Search code examples
c#dictionarycompiler-constructiontreelookup

Optimal data structure for lookup within nested scopes


Say, there's a tree data structure, each leaf of which defines a set of keys for lookup:

*
|- A = 1, B = 2
|- *
   |- C = 4
   |- *
      |- D = 5
      |- D = 6, E = 7

I need a way of finding the value of the key for any given leaf while the tree is being traversed depth-first.

There are two approaches I have thought of:

  1. If the value is not found in current leaf, check the dictionary of its parent and so on back to the root of the tree.

  2. There is a global dictionary and each leaf inserts/removes its keys when being traversed. The lookup in performed in this global dictionary.

It's most likely that there will be many leafs with a few keys in each, and about 3-4 lookups for each key.

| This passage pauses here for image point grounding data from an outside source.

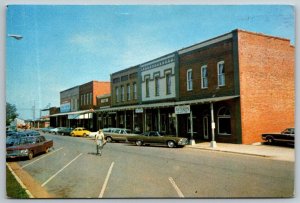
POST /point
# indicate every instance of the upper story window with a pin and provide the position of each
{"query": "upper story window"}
(221, 73)
(128, 92)
(189, 79)
(122, 93)
(147, 88)
(168, 81)
(156, 79)
(117, 94)
(204, 79)
(134, 91)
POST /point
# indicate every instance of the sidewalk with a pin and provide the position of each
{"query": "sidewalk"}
(284, 153)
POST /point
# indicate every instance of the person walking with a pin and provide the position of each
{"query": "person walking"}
(100, 142)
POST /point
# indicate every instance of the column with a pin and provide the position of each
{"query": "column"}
(213, 143)
(192, 141)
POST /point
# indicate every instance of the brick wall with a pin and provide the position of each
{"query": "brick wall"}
(266, 71)
(209, 56)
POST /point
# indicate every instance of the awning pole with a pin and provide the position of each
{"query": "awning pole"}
(192, 141)
(213, 143)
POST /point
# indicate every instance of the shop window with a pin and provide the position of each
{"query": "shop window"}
(189, 79)
(221, 73)
(224, 121)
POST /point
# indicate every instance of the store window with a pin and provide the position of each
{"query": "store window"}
(224, 121)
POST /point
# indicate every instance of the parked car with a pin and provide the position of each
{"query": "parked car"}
(46, 130)
(28, 147)
(154, 137)
(65, 131)
(287, 136)
(82, 132)
(116, 134)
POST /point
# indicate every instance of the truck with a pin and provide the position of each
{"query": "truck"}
(286, 136)
(28, 146)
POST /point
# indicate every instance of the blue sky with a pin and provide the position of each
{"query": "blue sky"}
(65, 46)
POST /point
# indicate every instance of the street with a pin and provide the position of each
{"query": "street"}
(73, 170)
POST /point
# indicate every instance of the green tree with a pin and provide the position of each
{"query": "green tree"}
(11, 113)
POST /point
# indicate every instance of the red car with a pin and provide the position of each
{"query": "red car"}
(27, 146)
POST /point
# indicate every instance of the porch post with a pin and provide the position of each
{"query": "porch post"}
(213, 143)
(125, 122)
(192, 141)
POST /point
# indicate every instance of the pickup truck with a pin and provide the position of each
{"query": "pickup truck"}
(155, 137)
(27, 146)
(287, 135)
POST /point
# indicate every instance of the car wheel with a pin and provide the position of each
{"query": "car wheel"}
(30, 155)
(139, 143)
(171, 144)
(108, 139)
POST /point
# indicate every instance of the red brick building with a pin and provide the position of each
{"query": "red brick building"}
(248, 78)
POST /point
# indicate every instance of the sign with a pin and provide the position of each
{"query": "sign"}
(139, 110)
(66, 107)
(182, 109)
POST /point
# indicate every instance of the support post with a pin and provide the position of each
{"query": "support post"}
(192, 141)
(213, 143)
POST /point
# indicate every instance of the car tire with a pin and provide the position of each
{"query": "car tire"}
(30, 155)
(108, 139)
(139, 143)
(171, 144)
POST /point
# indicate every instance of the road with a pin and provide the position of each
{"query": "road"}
(72, 170)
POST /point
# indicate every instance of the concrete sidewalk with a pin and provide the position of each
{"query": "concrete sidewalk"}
(285, 153)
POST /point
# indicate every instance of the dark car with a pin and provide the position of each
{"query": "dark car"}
(64, 131)
(154, 137)
(28, 146)
(286, 136)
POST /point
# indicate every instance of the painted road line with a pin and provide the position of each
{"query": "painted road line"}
(41, 158)
(60, 170)
(106, 180)
(176, 187)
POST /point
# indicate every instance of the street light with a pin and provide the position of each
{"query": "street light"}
(17, 37)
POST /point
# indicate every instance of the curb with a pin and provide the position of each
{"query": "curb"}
(19, 181)
(233, 152)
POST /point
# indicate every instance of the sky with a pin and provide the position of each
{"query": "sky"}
(66, 46)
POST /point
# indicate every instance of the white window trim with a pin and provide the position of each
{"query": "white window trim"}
(220, 85)
(187, 80)
(202, 67)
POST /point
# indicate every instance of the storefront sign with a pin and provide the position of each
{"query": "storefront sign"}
(139, 110)
(182, 109)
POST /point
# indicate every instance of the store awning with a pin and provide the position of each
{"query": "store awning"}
(73, 113)
(168, 104)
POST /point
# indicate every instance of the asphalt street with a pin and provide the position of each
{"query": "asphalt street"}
(73, 170)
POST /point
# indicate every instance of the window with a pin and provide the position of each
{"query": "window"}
(168, 80)
(134, 91)
(156, 86)
(128, 92)
(122, 93)
(147, 88)
(224, 126)
(204, 80)
(189, 79)
(117, 94)
(221, 74)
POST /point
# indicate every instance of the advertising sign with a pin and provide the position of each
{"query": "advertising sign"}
(182, 109)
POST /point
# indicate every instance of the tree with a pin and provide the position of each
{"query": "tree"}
(11, 113)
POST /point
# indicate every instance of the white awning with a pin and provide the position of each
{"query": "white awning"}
(169, 104)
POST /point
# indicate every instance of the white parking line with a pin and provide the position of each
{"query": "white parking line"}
(106, 180)
(41, 157)
(60, 170)
(176, 187)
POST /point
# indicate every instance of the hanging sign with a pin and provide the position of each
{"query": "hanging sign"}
(139, 110)
(182, 109)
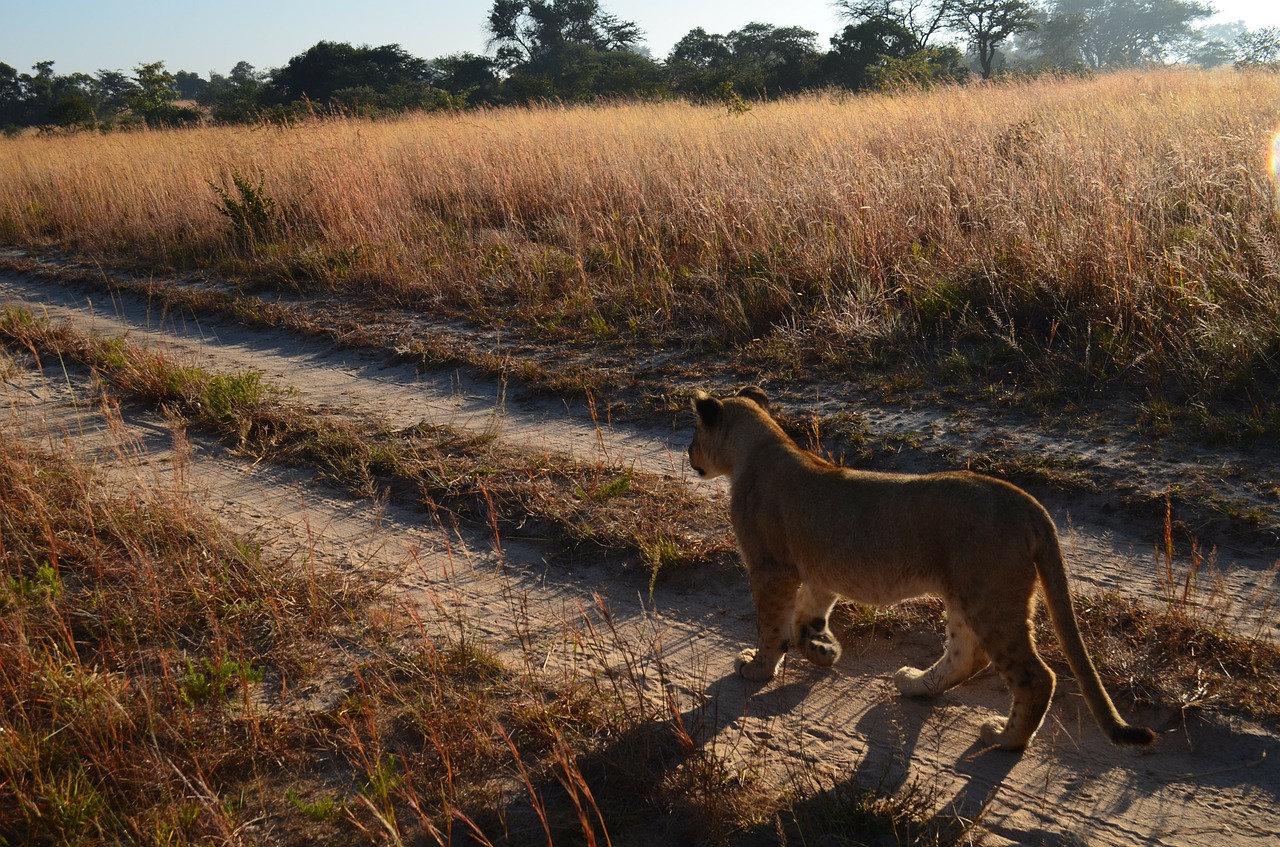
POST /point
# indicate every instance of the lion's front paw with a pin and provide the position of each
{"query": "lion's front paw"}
(996, 732)
(913, 682)
(749, 667)
(823, 651)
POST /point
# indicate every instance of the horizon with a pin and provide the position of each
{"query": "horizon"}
(214, 39)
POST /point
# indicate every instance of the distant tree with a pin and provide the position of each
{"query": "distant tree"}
(988, 23)
(469, 77)
(758, 59)
(924, 68)
(567, 50)
(1115, 33)
(152, 92)
(13, 101)
(188, 85)
(699, 63)
(329, 67)
(1216, 44)
(74, 104)
(236, 97)
(525, 31)
(113, 90)
(922, 18)
(775, 59)
(1258, 49)
(863, 46)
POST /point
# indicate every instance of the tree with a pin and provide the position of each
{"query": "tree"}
(922, 69)
(1258, 49)
(154, 92)
(524, 31)
(236, 97)
(922, 18)
(987, 23)
(863, 46)
(467, 77)
(188, 85)
(1115, 33)
(759, 59)
(329, 68)
(699, 63)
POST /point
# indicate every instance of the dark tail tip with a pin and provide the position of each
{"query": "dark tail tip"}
(1133, 736)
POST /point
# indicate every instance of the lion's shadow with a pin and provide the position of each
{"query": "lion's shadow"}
(882, 769)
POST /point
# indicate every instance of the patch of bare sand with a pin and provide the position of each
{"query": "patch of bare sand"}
(1206, 783)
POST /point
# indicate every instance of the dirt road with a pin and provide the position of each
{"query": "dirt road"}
(1207, 782)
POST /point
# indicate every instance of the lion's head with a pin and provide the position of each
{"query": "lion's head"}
(709, 453)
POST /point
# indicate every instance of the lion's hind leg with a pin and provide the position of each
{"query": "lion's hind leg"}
(1031, 685)
(814, 637)
(961, 658)
(775, 613)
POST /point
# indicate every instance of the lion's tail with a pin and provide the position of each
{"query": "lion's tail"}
(1057, 594)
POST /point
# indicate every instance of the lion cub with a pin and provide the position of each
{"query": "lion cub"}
(810, 531)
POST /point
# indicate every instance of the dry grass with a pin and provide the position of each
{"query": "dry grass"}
(1119, 227)
(170, 682)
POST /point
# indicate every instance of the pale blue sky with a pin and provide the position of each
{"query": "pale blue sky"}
(214, 35)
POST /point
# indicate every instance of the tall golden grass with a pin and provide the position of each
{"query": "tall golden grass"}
(1124, 221)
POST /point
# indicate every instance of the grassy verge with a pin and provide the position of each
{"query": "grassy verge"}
(168, 681)
(470, 477)
(1051, 237)
(1182, 654)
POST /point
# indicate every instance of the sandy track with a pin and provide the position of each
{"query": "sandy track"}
(1206, 783)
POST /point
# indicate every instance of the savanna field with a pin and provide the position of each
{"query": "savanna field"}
(1121, 227)
(1104, 247)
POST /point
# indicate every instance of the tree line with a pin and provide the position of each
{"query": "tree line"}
(574, 50)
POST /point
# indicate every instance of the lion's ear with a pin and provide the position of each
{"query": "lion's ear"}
(707, 408)
(757, 394)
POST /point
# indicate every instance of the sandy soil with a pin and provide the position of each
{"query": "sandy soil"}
(1208, 782)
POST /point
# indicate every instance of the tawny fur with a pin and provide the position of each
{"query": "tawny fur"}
(810, 531)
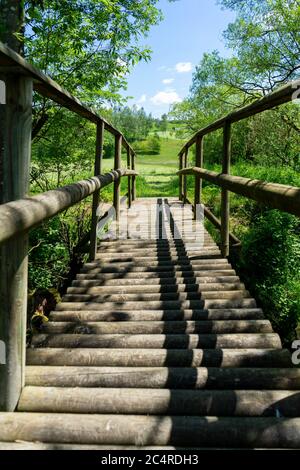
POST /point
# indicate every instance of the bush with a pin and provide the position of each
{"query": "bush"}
(269, 263)
(108, 150)
(151, 146)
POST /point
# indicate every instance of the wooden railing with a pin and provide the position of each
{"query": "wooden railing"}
(19, 213)
(279, 196)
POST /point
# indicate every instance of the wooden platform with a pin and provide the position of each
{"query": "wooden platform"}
(157, 344)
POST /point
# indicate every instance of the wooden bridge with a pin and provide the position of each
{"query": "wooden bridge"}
(157, 343)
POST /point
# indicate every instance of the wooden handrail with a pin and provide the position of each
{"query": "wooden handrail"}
(281, 197)
(22, 215)
(18, 213)
(278, 196)
(283, 95)
(13, 63)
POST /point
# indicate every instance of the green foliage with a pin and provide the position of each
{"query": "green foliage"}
(90, 45)
(269, 263)
(56, 247)
(151, 146)
(265, 38)
(133, 122)
(48, 257)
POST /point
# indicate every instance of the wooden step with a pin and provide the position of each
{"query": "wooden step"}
(160, 305)
(157, 275)
(161, 257)
(155, 341)
(152, 296)
(205, 282)
(157, 315)
(158, 250)
(158, 268)
(157, 262)
(82, 288)
(164, 377)
(242, 432)
(159, 327)
(159, 357)
(160, 401)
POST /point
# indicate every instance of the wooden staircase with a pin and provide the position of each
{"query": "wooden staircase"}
(157, 344)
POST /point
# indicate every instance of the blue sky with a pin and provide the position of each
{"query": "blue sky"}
(189, 28)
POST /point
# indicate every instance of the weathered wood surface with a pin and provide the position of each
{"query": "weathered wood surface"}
(157, 343)
(117, 164)
(279, 196)
(21, 215)
(160, 401)
(282, 95)
(159, 357)
(243, 432)
(43, 84)
(14, 253)
(96, 195)
(225, 195)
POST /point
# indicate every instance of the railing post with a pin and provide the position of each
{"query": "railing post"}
(15, 156)
(198, 179)
(180, 177)
(96, 195)
(117, 165)
(225, 196)
(129, 192)
(185, 157)
(133, 178)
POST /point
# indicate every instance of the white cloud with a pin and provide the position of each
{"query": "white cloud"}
(142, 99)
(183, 67)
(165, 97)
(168, 81)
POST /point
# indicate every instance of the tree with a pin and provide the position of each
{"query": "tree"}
(266, 40)
(88, 47)
(164, 123)
(12, 24)
(133, 122)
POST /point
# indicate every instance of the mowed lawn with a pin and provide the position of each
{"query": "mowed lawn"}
(157, 172)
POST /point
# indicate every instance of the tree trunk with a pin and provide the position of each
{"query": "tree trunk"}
(12, 24)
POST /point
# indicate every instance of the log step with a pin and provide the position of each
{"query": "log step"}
(155, 341)
(158, 262)
(160, 257)
(78, 288)
(164, 377)
(160, 327)
(204, 282)
(132, 268)
(157, 315)
(186, 275)
(243, 432)
(160, 401)
(160, 305)
(152, 296)
(160, 357)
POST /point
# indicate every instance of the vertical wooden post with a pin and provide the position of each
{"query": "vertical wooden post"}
(133, 178)
(117, 165)
(225, 201)
(14, 253)
(185, 157)
(129, 177)
(180, 177)
(96, 195)
(198, 179)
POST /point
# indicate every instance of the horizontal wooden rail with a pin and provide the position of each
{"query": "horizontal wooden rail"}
(278, 196)
(23, 214)
(216, 222)
(13, 63)
(284, 94)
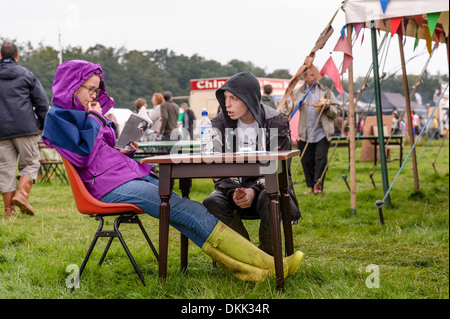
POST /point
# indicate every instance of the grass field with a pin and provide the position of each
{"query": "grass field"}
(348, 256)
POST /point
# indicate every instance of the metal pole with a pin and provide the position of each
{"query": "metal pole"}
(351, 116)
(376, 80)
(408, 113)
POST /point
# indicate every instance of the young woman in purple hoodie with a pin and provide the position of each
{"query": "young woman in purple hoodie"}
(77, 128)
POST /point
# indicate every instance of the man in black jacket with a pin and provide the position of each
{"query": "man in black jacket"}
(23, 106)
(246, 124)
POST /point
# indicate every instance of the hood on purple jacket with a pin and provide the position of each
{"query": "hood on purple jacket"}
(86, 139)
(69, 77)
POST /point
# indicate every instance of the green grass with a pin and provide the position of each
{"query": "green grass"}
(411, 250)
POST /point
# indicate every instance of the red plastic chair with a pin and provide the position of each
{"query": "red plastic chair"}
(87, 204)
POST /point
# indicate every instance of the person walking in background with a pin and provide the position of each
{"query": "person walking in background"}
(314, 160)
(23, 107)
(155, 115)
(267, 98)
(188, 120)
(169, 116)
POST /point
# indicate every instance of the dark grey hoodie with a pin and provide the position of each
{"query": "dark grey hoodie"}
(246, 87)
(23, 101)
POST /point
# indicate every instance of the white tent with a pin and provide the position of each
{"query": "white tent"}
(420, 19)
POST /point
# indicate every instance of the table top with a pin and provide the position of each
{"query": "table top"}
(240, 157)
(366, 137)
(190, 143)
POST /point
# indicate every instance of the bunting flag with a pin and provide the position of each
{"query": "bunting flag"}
(358, 27)
(395, 22)
(343, 46)
(343, 30)
(444, 21)
(416, 42)
(427, 38)
(384, 4)
(293, 125)
(331, 70)
(432, 21)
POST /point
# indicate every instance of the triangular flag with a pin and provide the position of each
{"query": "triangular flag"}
(330, 69)
(405, 22)
(343, 46)
(418, 18)
(395, 22)
(384, 4)
(416, 42)
(293, 125)
(426, 32)
(444, 21)
(343, 31)
(358, 27)
(432, 21)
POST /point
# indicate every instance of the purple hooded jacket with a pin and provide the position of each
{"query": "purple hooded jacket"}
(87, 140)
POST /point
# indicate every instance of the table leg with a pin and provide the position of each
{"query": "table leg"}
(185, 188)
(283, 181)
(274, 209)
(165, 190)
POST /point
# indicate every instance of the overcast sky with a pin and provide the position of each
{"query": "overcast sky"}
(275, 34)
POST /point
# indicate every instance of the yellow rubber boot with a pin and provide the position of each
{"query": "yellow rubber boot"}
(238, 269)
(238, 248)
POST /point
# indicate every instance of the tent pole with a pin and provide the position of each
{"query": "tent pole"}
(351, 116)
(376, 80)
(408, 113)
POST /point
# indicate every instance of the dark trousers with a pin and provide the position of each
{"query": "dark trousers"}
(223, 208)
(314, 160)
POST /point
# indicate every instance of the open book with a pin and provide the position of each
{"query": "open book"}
(135, 127)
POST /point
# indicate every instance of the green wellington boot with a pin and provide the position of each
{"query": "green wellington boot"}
(236, 251)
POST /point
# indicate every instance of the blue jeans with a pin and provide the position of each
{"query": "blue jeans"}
(189, 217)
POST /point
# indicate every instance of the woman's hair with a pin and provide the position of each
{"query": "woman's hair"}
(159, 98)
(139, 103)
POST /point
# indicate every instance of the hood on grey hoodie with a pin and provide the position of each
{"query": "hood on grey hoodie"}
(245, 87)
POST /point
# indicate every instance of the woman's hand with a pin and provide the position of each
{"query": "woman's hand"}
(94, 106)
(133, 144)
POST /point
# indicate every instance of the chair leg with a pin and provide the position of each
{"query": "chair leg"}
(138, 221)
(91, 248)
(125, 247)
(128, 219)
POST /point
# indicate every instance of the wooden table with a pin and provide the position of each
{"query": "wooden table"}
(152, 148)
(394, 140)
(272, 165)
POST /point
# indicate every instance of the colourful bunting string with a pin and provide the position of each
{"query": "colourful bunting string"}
(395, 22)
(418, 19)
(384, 5)
(330, 69)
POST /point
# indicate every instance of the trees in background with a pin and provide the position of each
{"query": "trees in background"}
(133, 74)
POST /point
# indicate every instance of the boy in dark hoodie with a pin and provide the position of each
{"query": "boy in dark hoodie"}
(246, 124)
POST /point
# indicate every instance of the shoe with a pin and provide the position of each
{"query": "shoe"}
(318, 189)
(9, 207)
(242, 258)
(20, 199)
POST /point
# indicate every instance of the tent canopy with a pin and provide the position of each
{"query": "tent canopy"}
(417, 14)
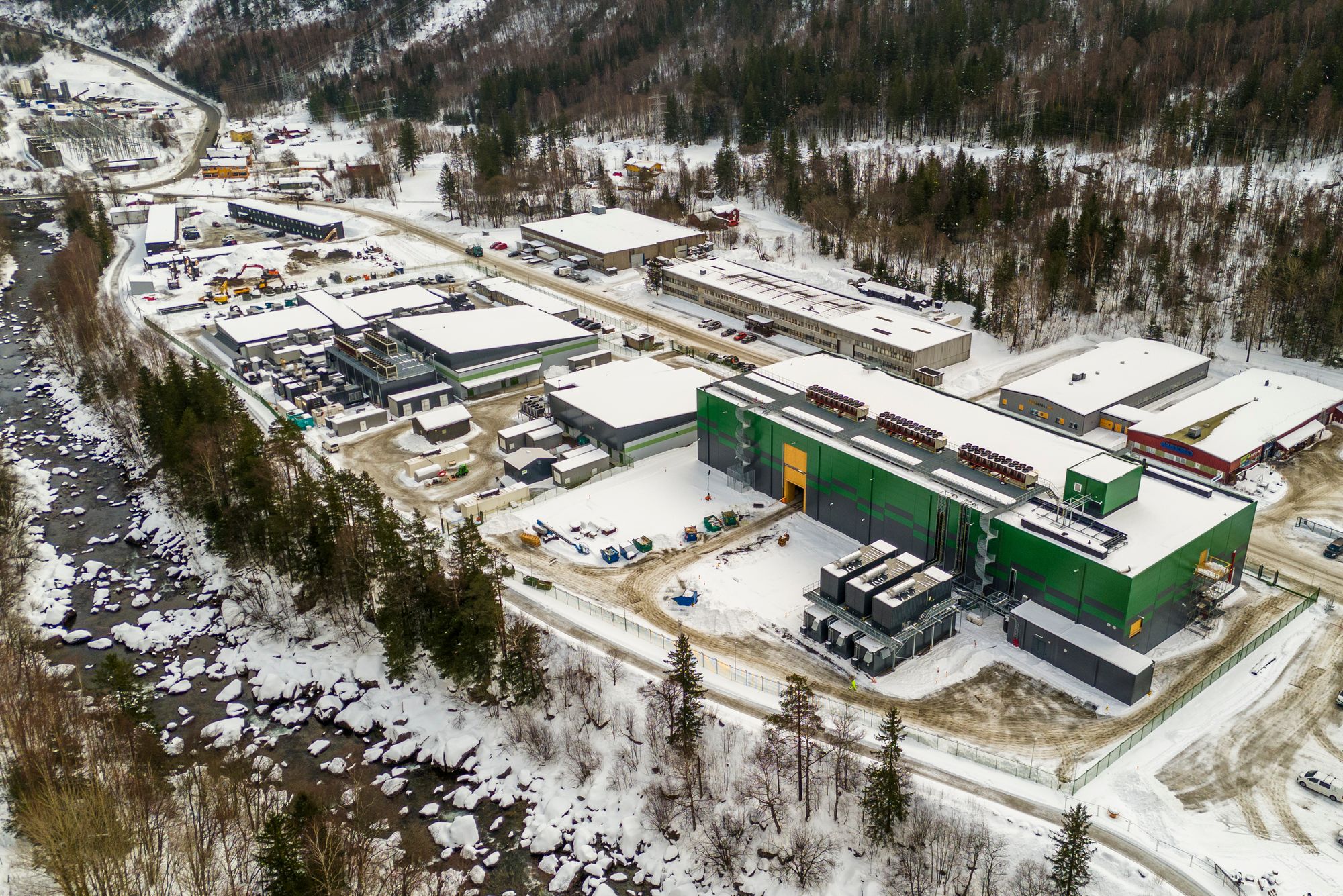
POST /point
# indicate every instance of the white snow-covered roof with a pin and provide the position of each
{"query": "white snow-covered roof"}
(444, 416)
(1105, 467)
(318, 217)
(580, 460)
(162, 224)
(1083, 636)
(636, 368)
(614, 231)
(632, 393)
(260, 328)
(864, 321)
(490, 329)
(528, 295)
(1243, 412)
(340, 313)
(1114, 372)
(401, 298)
(1165, 514)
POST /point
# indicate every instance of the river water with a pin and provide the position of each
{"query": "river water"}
(96, 507)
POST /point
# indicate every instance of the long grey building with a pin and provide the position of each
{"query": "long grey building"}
(632, 408)
(884, 336)
(491, 349)
(1105, 387)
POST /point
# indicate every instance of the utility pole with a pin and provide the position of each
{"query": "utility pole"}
(1029, 97)
(657, 111)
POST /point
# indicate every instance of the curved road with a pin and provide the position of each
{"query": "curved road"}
(1174, 875)
(191, 162)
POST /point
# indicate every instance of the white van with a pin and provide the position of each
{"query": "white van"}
(1322, 784)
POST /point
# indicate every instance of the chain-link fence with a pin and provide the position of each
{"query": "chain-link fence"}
(1227, 666)
(733, 671)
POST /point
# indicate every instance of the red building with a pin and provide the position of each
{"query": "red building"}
(1228, 428)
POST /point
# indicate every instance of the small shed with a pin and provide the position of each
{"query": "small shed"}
(590, 360)
(514, 438)
(549, 436)
(530, 464)
(841, 638)
(451, 423)
(816, 623)
(359, 420)
(872, 656)
(436, 395)
(581, 467)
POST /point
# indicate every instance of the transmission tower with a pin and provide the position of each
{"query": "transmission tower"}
(1029, 98)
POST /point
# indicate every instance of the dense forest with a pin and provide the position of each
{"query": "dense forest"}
(1216, 78)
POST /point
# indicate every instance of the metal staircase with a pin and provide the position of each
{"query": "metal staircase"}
(743, 452)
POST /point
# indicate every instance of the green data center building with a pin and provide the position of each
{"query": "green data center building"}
(1025, 517)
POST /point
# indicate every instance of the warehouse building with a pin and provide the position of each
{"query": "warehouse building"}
(1105, 387)
(502, 290)
(491, 349)
(160, 228)
(448, 423)
(883, 336)
(614, 238)
(315, 224)
(1230, 427)
(1017, 513)
(632, 409)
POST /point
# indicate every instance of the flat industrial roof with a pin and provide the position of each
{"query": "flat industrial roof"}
(867, 321)
(1106, 467)
(444, 416)
(387, 302)
(519, 325)
(162, 224)
(633, 392)
(527, 295)
(340, 313)
(1089, 639)
(260, 328)
(320, 219)
(1113, 370)
(1243, 412)
(614, 231)
(1165, 514)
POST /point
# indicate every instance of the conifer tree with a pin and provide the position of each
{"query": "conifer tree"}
(886, 797)
(800, 724)
(409, 152)
(1070, 866)
(688, 713)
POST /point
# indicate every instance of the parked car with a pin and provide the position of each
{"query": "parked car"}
(1325, 785)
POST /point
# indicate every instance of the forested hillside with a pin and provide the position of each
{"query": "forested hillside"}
(809, 97)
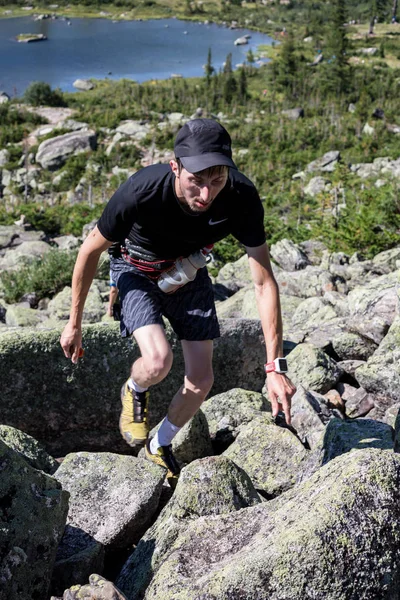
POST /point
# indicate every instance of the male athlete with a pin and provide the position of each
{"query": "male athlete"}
(161, 214)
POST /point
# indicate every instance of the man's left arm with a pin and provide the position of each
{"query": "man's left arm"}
(280, 388)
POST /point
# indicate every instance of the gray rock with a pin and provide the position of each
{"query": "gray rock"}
(293, 113)
(312, 368)
(341, 437)
(67, 242)
(53, 153)
(289, 256)
(373, 306)
(24, 252)
(29, 449)
(59, 307)
(98, 588)
(207, 487)
(20, 316)
(272, 456)
(327, 162)
(387, 261)
(381, 374)
(4, 157)
(33, 514)
(336, 532)
(314, 250)
(4, 98)
(235, 275)
(350, 366)
(309, 414)
(359, 404)
(72, 394)
(192, 441)
(135, 129)
(353, 346)
(78, 556)
(83, 84)
(113, 497)
(311, 281)
(315, 186)
(227, 412)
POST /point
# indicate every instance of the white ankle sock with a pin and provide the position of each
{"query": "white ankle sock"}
(134, 386)
(164, 435)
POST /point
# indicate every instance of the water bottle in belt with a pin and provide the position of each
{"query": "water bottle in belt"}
(184, 270)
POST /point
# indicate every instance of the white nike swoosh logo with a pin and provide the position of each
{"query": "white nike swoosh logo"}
(211, 222)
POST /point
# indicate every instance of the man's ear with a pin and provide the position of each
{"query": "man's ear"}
(174, 166)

Which approach is more efficient? Or, maybe, there's another way of doing it that is better than both?


Solution

  • The programming language you are implementing will for sure define exact rules for name resolution. I don't think it will lead to a depth-first search. Name resolution rules, very fruequently, look somethink like this:

    1. search the current scope, frequently considering only what has been declared “up” from the current position in the source code;
    2. when some specific rules are met, e.g. there is some form of a using / import or whatever other construct linking to some other scope, perform a search in that other scope (all of such scopes, sequentially), and recurse within it:
      1. search the given scope,
      2. recurse for any relevant nested scopes;
    3. go to the immediatelly enclosing scope;
    4. repeat from (1), where the 'current' scope is that determined in (3).

    In other words, you gradually go up in the tree of enclosing scopes, and decide whether to search any 'foreign' referenced scopes. Statements such as using / import lead to references among scopes, which in turn cause what is viewed as a tree of scopes to be in fact a directed graph.

    Regarding the lookup table construction, I'd start with a simple hashtable. Prefix trees (tries) work well for these scenarios, too.

    Last but not least, I wouldn't care much of lookup performance unless I'd face a real performance problem when compiling tens or maybe hundreds of thousands of lines of code.